Although this niche trade was limited in volume, it created local jobs and, in the middle of the century, gave rise to a certain dynamism which collapsed with the loss of the French North American colonies at the end of the Seven Years’ War. This loss permanently disrupted La Rochelle trade, depriving it of its distinctive markets and forcing it to relinquish its dominant position within the regional port network. By 1789, La Rochelle export trade was almost exclusively colonial: the slave trade and trade with the West Indies represented nearly 90% of its export value and the port’s activities no longer no longer framed the regional export economy which fell to neighboring customs offices. La Rochelle’s profile was similar to that of other large colonial ports, except for Bordeaux which consistently exported a share of products originating from its hinterland and became a regional hub for that trade. Le Havre and Nantes, like La Rochelle, did not mainly export products from their region. While the share of maritime traffic between La Rochelle and its region was important, its purpose was mainly to supply the city and the region rather than to serve as a warehouse for export. Thus, for example, in 1789, the port of Ribérou-Saujon alone shipped lime to La Rochelle on ships totaling 1,640 tonneaux, and the forty or so ships that sailed to La Rochelle from Marennes carried wine, brandy, wood, beans, oysters, furniture, and passengers, or sailed empty.

This information is accurately illustrated in our charts. La Rochelle’s decline, which set in on the eve of the Revolution, is displayed in the opening chart in this section. La Rochelle – despite being the PASA region’s main port – saw comparatively low traffic post-1763, resulting in other regional ports expanding their own trade activities, such as Tonnay-Charente, Marennes, Rochefort, and Ars-en-Ré. In the pre-revolutionary period (1787–1789), the flow of ships and goods thus reflected this reconfigured seafront trade. The value of the flow of goods leaving Tonnay-Charente or those entering Rochefort, which directly supported local production, now rivaled those from La Rochelle.

This trend evolved out of several adverse circumstances that compounded each other: the decline in capitalization by La Rochelle merchants, a direct consequence of the wave of bankruptcies that shook the town from the middle to the end of the Seven Years’ War; the loss of subsidized North American markets that would have allowed La Rochelle to rapidly rebound; and strong competition from other ports on West Indian markets. All that remained for La Rochelle was the slave trade. To maintain it, merchants purchased the goods needed from all over France and Europe and were only rarely supplied by their own hinterland. The port no longer served as the hinterland’s main route towards the open sea, particularly after the town’s capital weakness had driven away the trading companies specialized in Cognac: for example, Martell moved its headquarters to Tonnay-Charente and Paris. La Rochelle even faced competition in the colonial trade from other ports in the region. Rochefort gained permission to engage in the colonial trade, confirming the economic and political decline of the port of La Rochelle.

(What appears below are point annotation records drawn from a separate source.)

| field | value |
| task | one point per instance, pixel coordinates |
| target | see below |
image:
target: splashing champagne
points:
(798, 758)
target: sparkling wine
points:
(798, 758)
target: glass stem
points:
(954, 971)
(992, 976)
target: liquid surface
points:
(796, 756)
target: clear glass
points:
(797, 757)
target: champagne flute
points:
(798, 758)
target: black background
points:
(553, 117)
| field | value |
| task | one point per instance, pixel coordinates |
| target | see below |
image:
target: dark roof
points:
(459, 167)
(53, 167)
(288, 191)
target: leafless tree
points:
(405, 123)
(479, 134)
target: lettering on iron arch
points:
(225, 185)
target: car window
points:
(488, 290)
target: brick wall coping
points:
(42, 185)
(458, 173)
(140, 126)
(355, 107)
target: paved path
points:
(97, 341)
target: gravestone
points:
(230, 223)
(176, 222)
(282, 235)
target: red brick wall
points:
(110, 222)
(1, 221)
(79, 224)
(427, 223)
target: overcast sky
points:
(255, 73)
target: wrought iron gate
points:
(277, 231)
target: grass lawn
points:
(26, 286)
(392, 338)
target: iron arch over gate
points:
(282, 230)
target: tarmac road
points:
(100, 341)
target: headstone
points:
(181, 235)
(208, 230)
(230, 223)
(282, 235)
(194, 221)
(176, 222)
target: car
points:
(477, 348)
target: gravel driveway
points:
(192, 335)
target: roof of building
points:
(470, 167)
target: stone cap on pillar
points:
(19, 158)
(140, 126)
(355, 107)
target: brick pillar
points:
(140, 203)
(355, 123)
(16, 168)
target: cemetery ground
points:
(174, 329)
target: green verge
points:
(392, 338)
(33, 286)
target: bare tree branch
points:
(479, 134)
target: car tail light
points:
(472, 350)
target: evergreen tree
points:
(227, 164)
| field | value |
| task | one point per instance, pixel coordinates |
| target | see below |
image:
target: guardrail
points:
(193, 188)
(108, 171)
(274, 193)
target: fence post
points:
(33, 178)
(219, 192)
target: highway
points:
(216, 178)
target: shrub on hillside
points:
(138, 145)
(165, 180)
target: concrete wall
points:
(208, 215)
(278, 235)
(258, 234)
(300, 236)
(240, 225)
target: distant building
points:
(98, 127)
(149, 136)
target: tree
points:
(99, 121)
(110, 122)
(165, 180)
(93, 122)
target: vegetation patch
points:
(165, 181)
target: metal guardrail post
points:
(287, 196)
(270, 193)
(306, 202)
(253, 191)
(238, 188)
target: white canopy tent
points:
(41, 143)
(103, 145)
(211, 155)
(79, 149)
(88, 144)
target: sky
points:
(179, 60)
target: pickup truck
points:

In conclusion, in 1789, La Rochelle was still a relatively dominant port in the region, particularly as regards the Atlantic trade, but this dominance declined considerably over the course of the century. In addition, the specialization of regional ports in salt (Marennes and Ars-en-Ré) and in brandy (Tonnay-Charente and, to a lesser extent, the ports of the island of Ré) meant that trade no longer revolved around La Rochelle. Colonial trade no longer relied on local networks of ports and manufacturing centers but survived on capital and goods from elsewhere.

The Revolutionary and Napoleonic wars subsequently demonstrated the fragility and artificiality of this situation. The British blockade and the ban on transatlantic trade put an end to the port of La Rochelle’s status as a major commercial port.